Agency in the British Press: A Corpus-based Discourse Analysis of the 2011 UK Riots
This book examines the ways in which the 2011 UK riots were reported by the British press, by analysing the linguistic construal of the main participants involved in the protests and their agency. Starting from the assumption that newspapers do not just mirror reality, but rather construct it in discourse through a series of linguistic, stylistic and editorial choices, great attention is paid to how the events were portrayed according to different political, social and cultural stances. Since the linguistic labels employed by the newspapers to identify (and connote) the protagonists of the riots are indicative of their ideological positions, such critical attention to the specialised language of the press proves to be extremely noteworthy. Indeed, the urban unrest that periodically occurs, in the UK as much as within the wider European context, signals governments’ failure to deal with persisting social and economic problems. In this regard, investigating the extent to which the media manage or fail to account for the issues that are at the heart of such violent protests, while shaping public opinions, represents an interesting and rewarding endeavour.

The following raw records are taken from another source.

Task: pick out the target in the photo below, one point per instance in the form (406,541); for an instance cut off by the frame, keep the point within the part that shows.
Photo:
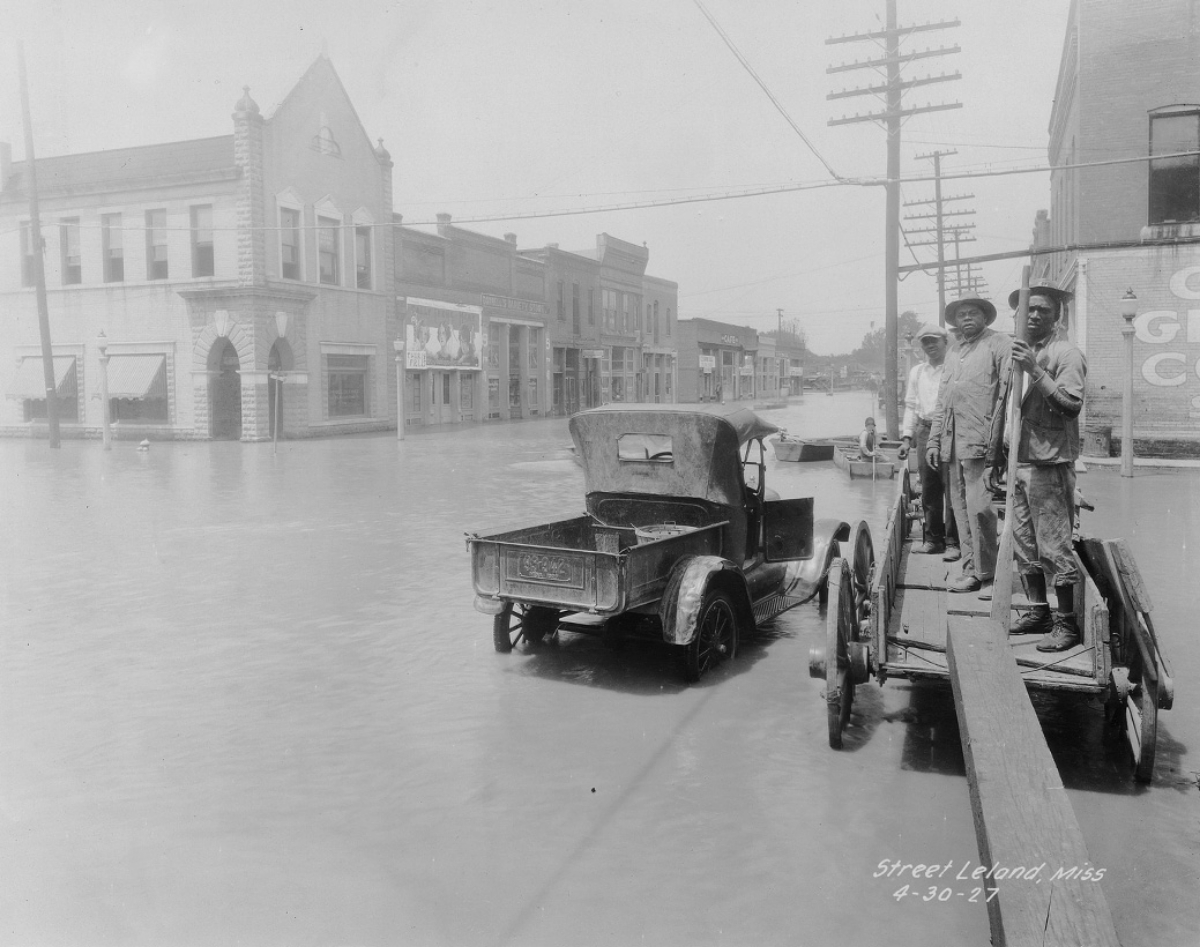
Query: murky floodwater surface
(245,699)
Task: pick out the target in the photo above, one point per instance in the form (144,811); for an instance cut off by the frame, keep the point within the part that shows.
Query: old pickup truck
(681,539)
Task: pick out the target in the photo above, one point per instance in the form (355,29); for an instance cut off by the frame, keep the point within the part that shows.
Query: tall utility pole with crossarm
(892,91)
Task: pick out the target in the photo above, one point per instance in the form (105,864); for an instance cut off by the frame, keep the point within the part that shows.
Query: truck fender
(809,576)
(684,594)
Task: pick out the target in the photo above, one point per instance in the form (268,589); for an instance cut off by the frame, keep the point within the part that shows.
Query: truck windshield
(646,448)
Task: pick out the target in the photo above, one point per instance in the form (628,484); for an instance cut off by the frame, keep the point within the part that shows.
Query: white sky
(522,107)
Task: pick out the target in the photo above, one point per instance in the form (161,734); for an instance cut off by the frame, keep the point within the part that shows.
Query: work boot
(1035,622)
(1063,636)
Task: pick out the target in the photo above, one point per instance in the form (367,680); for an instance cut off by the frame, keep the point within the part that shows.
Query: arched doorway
(277,361)
(225,391)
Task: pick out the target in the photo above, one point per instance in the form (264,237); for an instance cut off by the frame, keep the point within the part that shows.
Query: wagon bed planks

A corpus of about 1,700 articles, collected from the six British newspapers with the highest circulation rates in August 2011 (Daily Mail, Daily Mirror, The Sun, The Guardian, The Telegraph, and The Times), is therefore analysed with a corpus-based discourse analysis approach, combining qualitative and quantitative techniques. The linguistic depictions of the main social actors – Mark Duggan, the rioters, and the police – reveal the ideological burden affecting power relations between (élite or minority) groups within society.
Maria Cristina Nisco holds a PhD in English Linguistics, and is a Research Fellow at the University of Naples L’Orientale. Her current research areas include media studies, news discourse, language, identity and migration, and corpus-based discourse analysis. Her most recent publications include Languaging Diversity (co-edited with G. Balirano, 2015), and Language, Theory, and Society (co-edited with G. Balirano, 2015). She has also researched and published on varieties of English – having authored The Routes of English: (Un)Mapping the Language (2010) – and translation as intercultural communication.